Grab all text from html with Html Agility Pack
Asked Answered
D

9

40

Input

<html><body><p>foo <a href='http://www.example.com'>bar</a> baz</p></body></html>

Output

foo
bar
baz

I know of htmldoc.DocumentNode.InnerText, but it will give foobarbaz - I want to get each text, not all at a time.

Desecrate answered 15/11, 2010 at 8:25 Comment(0)
S
13
var root = doc.DocumentNode;
var sb = new StringBuilder();
foreach (var node in root.DescendantNodesAndSelf())
{
    if (!node.HasChildNodes)
    {
        string text = node.InnerText;
        if (!string.IsNullOrEmpty(text))
            sb.AppendLine(text.Trim());
    }
}

This does what you need, but I am not sure if this is the best way. Maybe you should iterate through something other than DescendantNodesAndSelf for optimal performance.

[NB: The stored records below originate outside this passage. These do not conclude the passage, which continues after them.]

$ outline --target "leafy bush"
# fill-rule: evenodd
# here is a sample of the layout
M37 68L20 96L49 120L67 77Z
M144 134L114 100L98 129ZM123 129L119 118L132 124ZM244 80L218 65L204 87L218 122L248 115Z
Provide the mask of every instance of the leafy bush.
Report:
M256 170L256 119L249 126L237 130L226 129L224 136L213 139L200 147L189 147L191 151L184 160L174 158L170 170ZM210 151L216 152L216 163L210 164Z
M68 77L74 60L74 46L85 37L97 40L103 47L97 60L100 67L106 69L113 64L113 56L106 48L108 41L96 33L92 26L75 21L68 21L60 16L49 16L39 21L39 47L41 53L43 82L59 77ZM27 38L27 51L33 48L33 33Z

Stonyhearted answered 15/11, 2010 at 9:15 Comment(0)
I
76

XPATH is your friend :)

HtmlDocument doc = new HtmlDocument();
doc.LoadHtml(@"<html><body><p>foo <a href='http://www.example.com'>bar</a> baz</p></body></html>");

foreach(HtmlNode node in doc.DocumentNode.SelectNodes("//text()"))
{
    Console.WriteLine("text=" + node.InnerText);
}
Impenitent answered 21/11, 2010 at 9:50 Comment(3)
This worked brilliantly for me. Everything I threw at it, even crappy html fragments generated by an old CMS.Elan
Nice. Below is a small modification that will also handle the scenario where there is no text (thus avoiding a run-time exception). HtmlNodeCollection textNodes = doc.DocumentNode.SelectNodes("//text()"); if (textNodes != null) foreach (HtmlNode node in textNodes) result += node.InnerText;Mixologist
@Mixologist Just what I neededFlathead
S
13
var root = doc.DocumentNode;
var sb = new StringBuilder();
foreach (var node in root.DescendantNodesAndSelf())
{
    if (!node.HasChildNodes)
    {
        string text = node.InnerText;
        if (!string.IsNullOrEmpty(text))
            sb.AppendLine(text.Trim());
    }
}

This does what you need, but I am not sure if this is the best way. Maybe you should iterate through something other than DescendantNodesAndSelf for optimal performance.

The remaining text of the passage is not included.